7- Özün, yani bir şeyin neden var olduğunun güncelliği.

Belirtmeye çalıştığımız son iki kavram arasında bir ilişki var mıdır? Eğer varsa bu durum nasıl çözülür? Bu konu üzerinde yapılan çalışmalar nasıl sonuçlanmıştır? Özü ile varoluşu birbirinden ayrılmayan varlık var mıdır? Daha da çoğaltılabilecek bu gibi sorulara cevap verebilmek için önce özle varoluş arasındaki ilişkiden bahsetmek yararlı olacaktır.

Özle varoluş arasında, güç ile fiil arasındaki ilişki gibi bir ilişki vardır. Kontenjan varlıklarda geçerli olan bu durum Tanrı için söz konusu değildir. Tanrı'da varoluş ile öz birbirinden ayrılmaz. Tanrı en Yüce ve en yüksek derecede Varlık'tır. Aynı zamanda Tanrı en Yüce Öz'dür. O, en mükemmel Varlık'ın Özüdür, zorunlu olarak Var Olarıdır. "Aksine yaratılmış varlıklarda, öz, varoluşu içermez, çünkü kontenjan olduklarından onlar daima var olmadılar ve var olmamaya da muktedir olamayacaklardır.
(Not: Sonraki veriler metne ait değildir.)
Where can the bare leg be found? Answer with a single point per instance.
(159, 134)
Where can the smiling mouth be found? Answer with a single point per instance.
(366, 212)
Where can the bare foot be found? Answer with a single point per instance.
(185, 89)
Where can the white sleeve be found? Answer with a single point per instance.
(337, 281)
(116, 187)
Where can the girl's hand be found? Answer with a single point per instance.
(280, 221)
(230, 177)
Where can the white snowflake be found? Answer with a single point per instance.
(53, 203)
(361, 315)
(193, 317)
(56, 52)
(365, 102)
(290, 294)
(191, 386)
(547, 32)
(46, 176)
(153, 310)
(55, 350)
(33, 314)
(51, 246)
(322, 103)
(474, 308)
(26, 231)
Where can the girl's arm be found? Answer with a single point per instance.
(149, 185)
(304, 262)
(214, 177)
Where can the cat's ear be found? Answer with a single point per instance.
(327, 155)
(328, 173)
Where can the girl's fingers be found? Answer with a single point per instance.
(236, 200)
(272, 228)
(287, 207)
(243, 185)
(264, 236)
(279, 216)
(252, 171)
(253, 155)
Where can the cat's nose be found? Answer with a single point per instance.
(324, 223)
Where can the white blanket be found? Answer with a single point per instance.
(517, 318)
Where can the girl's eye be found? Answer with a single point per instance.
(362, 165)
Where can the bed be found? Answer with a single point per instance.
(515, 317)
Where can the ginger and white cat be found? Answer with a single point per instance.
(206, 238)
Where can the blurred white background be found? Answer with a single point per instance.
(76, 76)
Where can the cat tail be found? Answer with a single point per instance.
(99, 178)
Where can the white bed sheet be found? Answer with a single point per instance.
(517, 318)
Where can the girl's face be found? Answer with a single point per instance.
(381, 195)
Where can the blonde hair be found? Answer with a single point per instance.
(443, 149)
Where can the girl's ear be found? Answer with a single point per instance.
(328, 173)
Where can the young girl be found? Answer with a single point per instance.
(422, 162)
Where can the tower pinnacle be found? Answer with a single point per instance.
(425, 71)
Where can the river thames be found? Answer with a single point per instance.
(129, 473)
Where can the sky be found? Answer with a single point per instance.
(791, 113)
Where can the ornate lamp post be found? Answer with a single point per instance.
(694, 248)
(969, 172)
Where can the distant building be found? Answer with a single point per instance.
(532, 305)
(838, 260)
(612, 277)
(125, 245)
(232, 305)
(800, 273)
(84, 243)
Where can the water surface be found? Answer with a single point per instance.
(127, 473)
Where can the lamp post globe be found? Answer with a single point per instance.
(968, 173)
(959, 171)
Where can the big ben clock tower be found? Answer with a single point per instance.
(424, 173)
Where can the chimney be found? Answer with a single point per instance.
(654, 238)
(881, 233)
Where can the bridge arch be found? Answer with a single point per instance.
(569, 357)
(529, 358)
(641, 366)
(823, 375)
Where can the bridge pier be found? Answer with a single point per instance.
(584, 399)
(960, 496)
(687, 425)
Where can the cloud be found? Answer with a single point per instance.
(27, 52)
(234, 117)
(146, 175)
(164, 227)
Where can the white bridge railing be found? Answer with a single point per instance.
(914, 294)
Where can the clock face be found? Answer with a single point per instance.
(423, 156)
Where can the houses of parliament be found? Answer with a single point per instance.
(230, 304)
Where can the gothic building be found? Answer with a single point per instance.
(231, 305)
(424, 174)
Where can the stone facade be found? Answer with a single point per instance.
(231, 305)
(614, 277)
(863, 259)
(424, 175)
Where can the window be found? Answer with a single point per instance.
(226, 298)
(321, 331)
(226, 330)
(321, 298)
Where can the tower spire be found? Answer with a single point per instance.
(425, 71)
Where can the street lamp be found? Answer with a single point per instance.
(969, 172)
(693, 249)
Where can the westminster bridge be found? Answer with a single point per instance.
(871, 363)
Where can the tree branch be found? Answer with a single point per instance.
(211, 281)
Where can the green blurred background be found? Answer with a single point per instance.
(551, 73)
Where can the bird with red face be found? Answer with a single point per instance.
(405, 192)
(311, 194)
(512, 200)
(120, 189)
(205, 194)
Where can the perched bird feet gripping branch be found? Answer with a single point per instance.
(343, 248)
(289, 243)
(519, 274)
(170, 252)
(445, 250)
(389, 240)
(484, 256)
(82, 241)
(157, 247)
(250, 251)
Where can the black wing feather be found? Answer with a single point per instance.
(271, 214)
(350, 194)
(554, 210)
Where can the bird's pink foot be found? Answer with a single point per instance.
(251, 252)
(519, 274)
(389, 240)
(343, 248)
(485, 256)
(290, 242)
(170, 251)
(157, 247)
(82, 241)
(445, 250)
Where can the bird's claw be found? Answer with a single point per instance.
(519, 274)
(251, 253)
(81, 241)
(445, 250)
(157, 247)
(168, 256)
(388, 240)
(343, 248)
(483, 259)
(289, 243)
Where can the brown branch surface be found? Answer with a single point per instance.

Varoluş onlarda, öze yapılmış arızî bir ilâvedir. Var olmaları için Tanrı'nın, onların imkanını fiil haline çevirmesi gerekir; oysa ki Tanrı, kendinde Varlık, Zorunlu Varlık olduğu için, bir nedene sahip olamaz, var olmamaya da sahip olamaz: O'nun Öz'ü ve Varlık'ı özdeştirler."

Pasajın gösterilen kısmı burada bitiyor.